Unannounced FDA Inspections: Why Surprise Visits Are Critical for Drug and Food Safety

On May 6, 2025, the FDA changed the game. For decades, if you ran a drug or food factory in the U.S., you knew an inspector could show up at any moment-no warning, no notice. But if your factory was in India, China, or anywhere else overseas, you usually got weeks to clean up, polish your records, and prep your staff. That double standard is gone. Now, unannounced FDA inspections apply everywhere. Whether you're making pills in Ohio or active ingredients in Bangalore, the FDA can walk in without knocking first.

Why Surprise Visits Exist

The FDA doesn’t do surprise inspections to catch people off guard. They do it because people try to hide things when they know they’re being watched. When factories got advance notice, inspectors found serious problems more than twice as often as they did during domestic inspections. That’s not because foreign facilities are worse-it’s because they had time to fake compliance. Unannounced visits cut through the show. They see what’s really happening on the floor, in the lab, in the records room-right now.

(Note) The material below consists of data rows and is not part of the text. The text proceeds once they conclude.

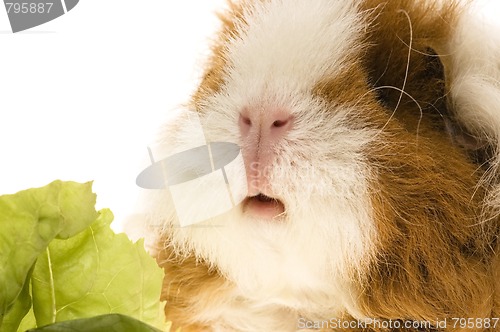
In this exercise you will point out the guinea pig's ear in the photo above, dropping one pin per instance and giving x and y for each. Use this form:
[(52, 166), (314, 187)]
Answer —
[(404, 68), (438, 61), (471, 62)]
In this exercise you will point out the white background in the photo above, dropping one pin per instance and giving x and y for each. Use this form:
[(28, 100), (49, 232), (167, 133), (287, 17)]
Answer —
[(82, 96)]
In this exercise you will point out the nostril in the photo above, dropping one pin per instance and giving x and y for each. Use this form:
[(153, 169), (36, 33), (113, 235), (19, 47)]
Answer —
[(279, 123), (245, 120)]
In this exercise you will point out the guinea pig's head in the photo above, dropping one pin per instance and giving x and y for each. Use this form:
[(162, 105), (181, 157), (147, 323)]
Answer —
[(340, 111)]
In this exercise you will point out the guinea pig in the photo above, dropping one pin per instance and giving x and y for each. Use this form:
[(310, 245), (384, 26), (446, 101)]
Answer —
[(369, 131)]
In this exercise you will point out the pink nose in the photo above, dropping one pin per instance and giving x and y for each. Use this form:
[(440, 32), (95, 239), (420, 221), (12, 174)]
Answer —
[(261, 131), (266, 127)]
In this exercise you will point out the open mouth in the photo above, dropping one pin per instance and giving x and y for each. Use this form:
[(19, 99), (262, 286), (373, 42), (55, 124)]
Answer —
[(264, 206)]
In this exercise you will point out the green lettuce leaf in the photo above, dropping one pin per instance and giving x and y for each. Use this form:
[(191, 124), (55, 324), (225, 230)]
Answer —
[(96, 272), (29, 220), (82, 270)]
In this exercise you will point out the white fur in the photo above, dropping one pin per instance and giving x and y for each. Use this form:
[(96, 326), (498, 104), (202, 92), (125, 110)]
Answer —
[(473, 64)]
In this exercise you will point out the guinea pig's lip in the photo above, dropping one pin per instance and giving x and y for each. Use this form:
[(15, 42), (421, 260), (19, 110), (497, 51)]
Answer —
[(265, 198)]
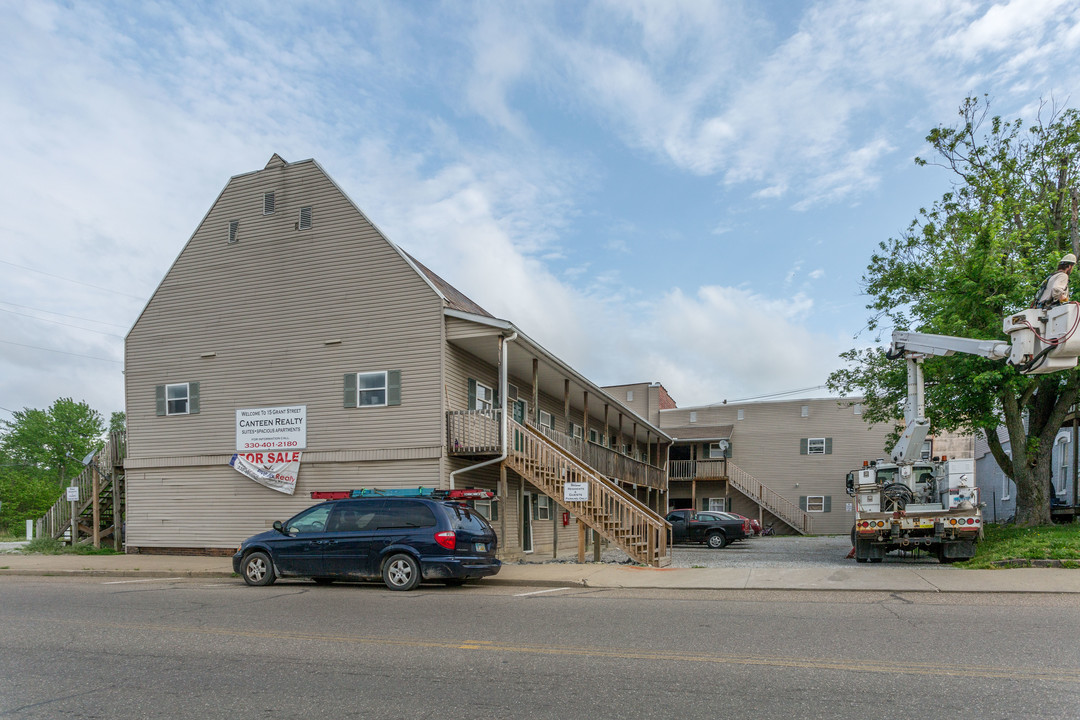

Think of it like a random breathalyzer test. If you knew police were coming every Thursday at 3 p.m., you’d avoid drinking before then. But if they could show up any day, any time? You’d think twice before drinking at all. That’s the point. The FDA wants to know: Are you following the rules every single day? Or only when you think someone’s watching?

How an Unannounced Inspection Actually Works

It doesn’t start with a phone call. It starts with a knock. FDA inspectors arrive, show their badge, and hand over Form FDA 482-the official Notice of Inspection. They don’t ask for permission. They don’t wait for the CEO to come down. They ask for the person in charge of quality or manufacturing, whoever’s available. Then they start asking questions, requesting documents, and walking through the facility.

They’ll check:

• Standard Operating Procedures (SOPs)-are they written, followed, and updated?
• Manufacturing records-do they match what actually happened?
• Equipment logs-was that sterilizer calibrated last week, or is it still sitting at 120°C because no one checked?
• Employee training files-did that new hire really get trained on contamination controls, or did they just watch a 5-minute video?
• Complaint files and recall procedures-do you know how to pull a batch if something goes wrong?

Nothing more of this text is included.